Nobitex, Iran

#Nobitex

#Iran

Here’s the latest on Nobitex:

Major Cyberattack (June 18–19, 2025)

A hacker group called Gonjeshke Darande, aka “Predatory Sparrow” and believed to have pro‑Israel ties, launched a politically motivated cyberstrike on one of Iran’s largest crypto exchanges, Nobitex. 

They exploited the platform’s vulnerabilities to siphon off around $90 million (some sources suggest up to $100 million).

These funds—including Bitcoin, Ethereum, Dogecoin, Ripple, Solana, Tron, and more—were deliberately sent to “burn” addresses, making them practically unrecoverable and serving as a symbolic message. 

Source Code Leak & Assets Exposed

Within 24 hours of the hack, the attackers leaked Nobitex’s full source code and internal configurations, claiming to have dumped it on X/Twitter. 

Public blockchain analysis from firms like Elliptic and Chainalysis confirms that the attack targeted the exchange’s control systems, not personal user accounts. 

Causes & Connections

Political motivations: The attackers accused Nobitex of aiding the IRGC and facilitating sanctions evasion, even transferring funds to Hamas, Houthis, and Palestinian Islamic Jihad. 

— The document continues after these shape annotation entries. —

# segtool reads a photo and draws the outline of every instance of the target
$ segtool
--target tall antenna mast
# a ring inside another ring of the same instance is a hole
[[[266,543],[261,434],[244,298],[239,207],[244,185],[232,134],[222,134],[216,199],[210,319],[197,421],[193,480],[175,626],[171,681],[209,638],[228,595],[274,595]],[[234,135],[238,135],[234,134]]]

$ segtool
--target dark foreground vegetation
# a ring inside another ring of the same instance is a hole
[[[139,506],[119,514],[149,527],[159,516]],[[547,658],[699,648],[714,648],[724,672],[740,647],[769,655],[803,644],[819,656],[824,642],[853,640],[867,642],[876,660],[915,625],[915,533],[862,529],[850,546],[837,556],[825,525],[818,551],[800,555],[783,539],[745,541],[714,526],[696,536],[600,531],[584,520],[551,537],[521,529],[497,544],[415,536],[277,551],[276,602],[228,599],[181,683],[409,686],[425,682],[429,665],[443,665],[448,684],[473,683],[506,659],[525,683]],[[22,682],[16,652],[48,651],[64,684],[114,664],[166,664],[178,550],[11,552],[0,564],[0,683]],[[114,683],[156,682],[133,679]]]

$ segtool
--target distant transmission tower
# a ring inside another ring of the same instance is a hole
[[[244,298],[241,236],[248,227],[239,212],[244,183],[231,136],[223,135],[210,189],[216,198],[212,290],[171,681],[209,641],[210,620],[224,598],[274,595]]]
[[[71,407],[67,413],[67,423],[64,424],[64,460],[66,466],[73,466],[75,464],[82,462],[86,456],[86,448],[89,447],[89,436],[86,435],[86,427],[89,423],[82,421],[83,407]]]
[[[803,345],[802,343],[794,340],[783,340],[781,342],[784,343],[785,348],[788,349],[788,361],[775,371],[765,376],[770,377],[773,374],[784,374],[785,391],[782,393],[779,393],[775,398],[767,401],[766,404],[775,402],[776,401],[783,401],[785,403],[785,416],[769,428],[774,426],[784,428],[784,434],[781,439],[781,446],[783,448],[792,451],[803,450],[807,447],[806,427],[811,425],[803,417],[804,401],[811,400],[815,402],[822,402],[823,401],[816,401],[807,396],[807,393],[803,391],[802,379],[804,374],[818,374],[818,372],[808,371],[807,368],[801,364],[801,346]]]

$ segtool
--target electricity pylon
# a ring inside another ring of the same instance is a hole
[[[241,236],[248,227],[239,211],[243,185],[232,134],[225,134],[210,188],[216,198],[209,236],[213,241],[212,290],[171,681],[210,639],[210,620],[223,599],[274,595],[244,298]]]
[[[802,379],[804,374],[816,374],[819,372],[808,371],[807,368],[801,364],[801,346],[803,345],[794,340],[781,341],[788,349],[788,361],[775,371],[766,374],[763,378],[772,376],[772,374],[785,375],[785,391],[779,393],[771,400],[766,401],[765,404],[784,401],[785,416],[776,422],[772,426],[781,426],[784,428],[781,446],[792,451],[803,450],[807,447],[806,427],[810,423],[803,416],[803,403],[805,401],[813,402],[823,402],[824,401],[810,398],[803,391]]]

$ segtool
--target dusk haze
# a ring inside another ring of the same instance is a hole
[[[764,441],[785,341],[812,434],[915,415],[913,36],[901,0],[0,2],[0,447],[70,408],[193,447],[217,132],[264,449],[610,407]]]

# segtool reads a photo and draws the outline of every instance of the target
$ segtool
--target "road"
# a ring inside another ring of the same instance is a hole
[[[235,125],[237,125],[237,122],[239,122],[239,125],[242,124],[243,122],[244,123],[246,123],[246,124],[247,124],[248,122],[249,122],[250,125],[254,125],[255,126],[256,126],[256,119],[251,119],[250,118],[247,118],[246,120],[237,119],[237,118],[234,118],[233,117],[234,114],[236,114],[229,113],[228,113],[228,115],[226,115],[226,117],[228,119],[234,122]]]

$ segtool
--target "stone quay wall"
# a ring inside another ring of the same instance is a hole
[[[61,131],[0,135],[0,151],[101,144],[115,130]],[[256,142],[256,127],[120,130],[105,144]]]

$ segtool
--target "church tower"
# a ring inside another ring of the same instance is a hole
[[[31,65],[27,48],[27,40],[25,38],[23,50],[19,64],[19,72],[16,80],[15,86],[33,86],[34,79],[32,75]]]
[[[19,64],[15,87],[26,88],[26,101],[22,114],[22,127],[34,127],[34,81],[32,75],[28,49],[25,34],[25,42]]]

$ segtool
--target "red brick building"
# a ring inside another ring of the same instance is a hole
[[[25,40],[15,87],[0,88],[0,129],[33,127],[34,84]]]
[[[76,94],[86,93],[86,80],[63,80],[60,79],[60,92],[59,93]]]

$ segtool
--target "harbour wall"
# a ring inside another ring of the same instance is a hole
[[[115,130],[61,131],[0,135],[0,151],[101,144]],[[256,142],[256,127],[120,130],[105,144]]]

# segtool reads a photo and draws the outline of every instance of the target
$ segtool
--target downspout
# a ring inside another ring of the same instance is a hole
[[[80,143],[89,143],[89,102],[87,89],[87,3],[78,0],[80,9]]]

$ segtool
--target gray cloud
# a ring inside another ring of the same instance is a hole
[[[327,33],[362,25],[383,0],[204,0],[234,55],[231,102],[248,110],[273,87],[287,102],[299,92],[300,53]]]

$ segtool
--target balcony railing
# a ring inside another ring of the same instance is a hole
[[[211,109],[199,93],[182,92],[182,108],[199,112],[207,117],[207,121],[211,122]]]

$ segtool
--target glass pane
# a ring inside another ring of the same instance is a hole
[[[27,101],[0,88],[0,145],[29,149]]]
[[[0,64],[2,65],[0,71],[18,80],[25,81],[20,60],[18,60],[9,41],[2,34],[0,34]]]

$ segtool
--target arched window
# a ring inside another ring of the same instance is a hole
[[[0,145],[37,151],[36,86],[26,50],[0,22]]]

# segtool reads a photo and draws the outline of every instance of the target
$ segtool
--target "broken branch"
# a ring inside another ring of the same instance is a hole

On‑chain analytics show burn addresses containing anti‑IRGC messages, further signaling intent to destroy assets rather than profit. 

Response from Nobitex & Iran

Nobitex confirmed the breach and temporarily shut down its website and app to address the unauthorized access. 

They promised user protection via an internal reserve fund, assuring no user funds would be lost.



The Central Bank of Iran imposed a nationwide restriction: exchanges must operate only between 10 AM–8 PM and adhere to stricter cybersecurity measures. 

What This Means

Geopolitical cyber warfare: This isn’t typical financial hacking—it’s a state-like cyber operation aimed at undermining Iran’s crypto infrastructure.

Broader impact: The attack exposes vulnerabilities in sanctioned jurisdictions. Iran is tightening control, while global analysts are focusing on how sanctioned entities exploit crypto.

Next Steps & Watchlist

Topic Details

Service Restoration Nobitex is rebuilding systems; users should follow official X/Twitter channels for recovery updates.

Regulatory tightening Iran’s new operating hours suggest further oversight—watch for new security mandates.

International ripple effects Crypto platforms interacting with Iran may face increased scrutiny.

Geopolitical developments Further cyberattacks could emerge amid escalating Iran–Israel tensions.

In summary:

Nobitex is currently offline after suffering a $90–100 million political hack, including a source code leak.

The damage was symbolic, intended to burn funds tied to Iran’s IRGC-supporting activities. Nolbitex has promised user reimbursements, but services remain suspended under stricter government controls.

This incident marks a significant escalation in crypto-based cyber warfare between Iran and Israel.